The Yankees could have the best process in the MLB, and it simply wouldn't matter, because it hasn't led to a single World Series appearance since they won it all back in 2009. The MLB is a results based league, and Cashman doesn't appear to be picking up on that.

This is a big problem because the Yankees need to make sweeping changes in order to improve their results. But Cashman's comments on their process indicates that he's in no rush to do that this offseason. If that's the case, New York's roster may look quite similar to the one that just got blown out of the playoffs by a Houston team that has had their number in the postseason recently.

By ignoring those holes on the roster, Cashman is setting himself and the Yankees up for failure. Re-signing Judge is huge, yes, but beyond that there are issues.
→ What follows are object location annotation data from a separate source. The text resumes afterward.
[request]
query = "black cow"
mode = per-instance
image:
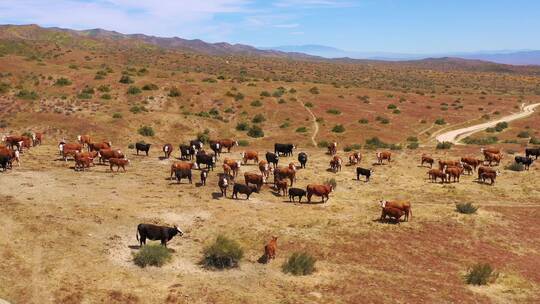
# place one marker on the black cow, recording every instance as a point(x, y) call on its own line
point(243, 189)
point(532, 151)
point(183, 173)
point(363, 172)
point(296, 192)
point(154, 233)
point(302, 158)
point(272, 158)
point(285, 149)
point(208, 160)
point(142, 147)
point(526, 161)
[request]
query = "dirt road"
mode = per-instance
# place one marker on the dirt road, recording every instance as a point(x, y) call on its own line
point(455, 136)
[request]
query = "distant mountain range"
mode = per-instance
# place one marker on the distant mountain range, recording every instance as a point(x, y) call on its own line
point(513, 57)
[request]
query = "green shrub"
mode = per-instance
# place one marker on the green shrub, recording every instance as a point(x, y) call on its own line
point(152, 255)
point(255, 131)
point(223, 253)
point(146, 131)
point(299, 263)
point(466, 208)
point(480, 274)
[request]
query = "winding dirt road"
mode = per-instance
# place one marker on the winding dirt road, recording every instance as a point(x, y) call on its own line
point(455, 136)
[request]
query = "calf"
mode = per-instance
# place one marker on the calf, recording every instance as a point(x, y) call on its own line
point(302, 158)
point(364, 172)
point(296, 192)
point(243, 189)
point(142, 147)
point(154, 233)
point(118, 162)
point(319, 190)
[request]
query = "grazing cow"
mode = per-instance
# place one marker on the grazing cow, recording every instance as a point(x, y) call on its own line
point(319, 190)
point(187, 152)
point(302, 158)
point(118, 162)
point(428, 160)
point(228, 143)
point(402, 205)
point(284, 149)
point(355, 158)
point(181, 166)
point(296, 192)
point(106, 154)
point(492, 158)
point(197, 144)
point(243, 189)
point(335, 163)
point(532, 151)
point(392, 213)
point(208, 160)
point(385, 155)
point(233, 165)
point(281, 186)
point(270, 249)
point(489, 175)
point(204, 176)
point(284, 173)
point(272, 158)
point(526, 161)
point(265, 169)
point(473, 162)
point(364, 172)
point(167, 150)
point(438, 173)
point(223, 184)
point(154, 233)
point(142, 147)
point(250, 155)
point(332, 148)
point(183, 173)
point(256, 179)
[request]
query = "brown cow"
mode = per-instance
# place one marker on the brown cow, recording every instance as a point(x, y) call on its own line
point(384, 155)
point(250, 155)
point(118, 162)
point(402, 205)
point(254, 178)
point(427, 159)
point(319, 190)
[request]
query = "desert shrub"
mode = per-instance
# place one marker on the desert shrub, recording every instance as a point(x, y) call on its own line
point(223, 253)
point(62, 81)
point(256, 103)
point(515, 167)
point(152, 255)
point(445, 145)
point(440, 121)
point(466, 208)
point(242, 126)
point(299, 263)
point(150, 87)
point(339, 128)
point(146, 131)
point(258, 118)
point(174, 92)
point(133, 90)
point(125, 79)
point(255, 131)
point(480, 274)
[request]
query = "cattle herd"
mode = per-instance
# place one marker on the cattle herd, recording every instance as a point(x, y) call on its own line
point(193, 156)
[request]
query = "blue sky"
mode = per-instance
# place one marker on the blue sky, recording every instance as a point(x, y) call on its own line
point(412, 26)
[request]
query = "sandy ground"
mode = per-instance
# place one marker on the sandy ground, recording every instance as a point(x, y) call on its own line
point(455, 136)
point(68, 237)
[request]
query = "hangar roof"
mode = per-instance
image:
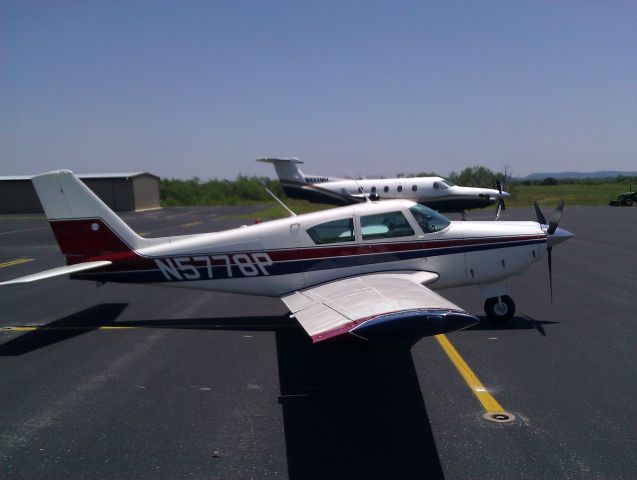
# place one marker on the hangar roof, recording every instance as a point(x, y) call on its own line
point(85, 175)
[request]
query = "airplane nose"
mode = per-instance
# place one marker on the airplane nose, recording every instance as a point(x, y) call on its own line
point(560, 235)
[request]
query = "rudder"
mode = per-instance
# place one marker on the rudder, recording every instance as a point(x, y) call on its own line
point(84, 226)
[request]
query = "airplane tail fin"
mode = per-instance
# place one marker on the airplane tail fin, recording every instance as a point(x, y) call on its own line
point(286, 168)
point(85, 227)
The rest of the lineup around Judge failed to produce for much of the season, the starting rotation needs another arm or two to balance things out, and the bullpen needs to have some order established after they fell apart during the second half of the season.

But since the process is good in Cashman's eyes, will the changes needed be made? It's mind-boggling that that is the question that could determine how the offseason plays out in New York. The results clearly aren't there, and to anyone with a mind for sports, that's enough to warrant big changes.

The Yankees and Cashman simply don't appear to understand this simple concept anymore, and it's slowly destroying the franchise. If you are Judge, you have to wonder whether Cashman is committed to building a winner in New York right now, because these comments certainly aren't encouraging.

Until changes are made, the Yankees will be stuck in the same spot that they have been in for over a decade now, and based on Brian Cashman's comments, it doesn't sound like the team is in a rush to make those changes this offseason.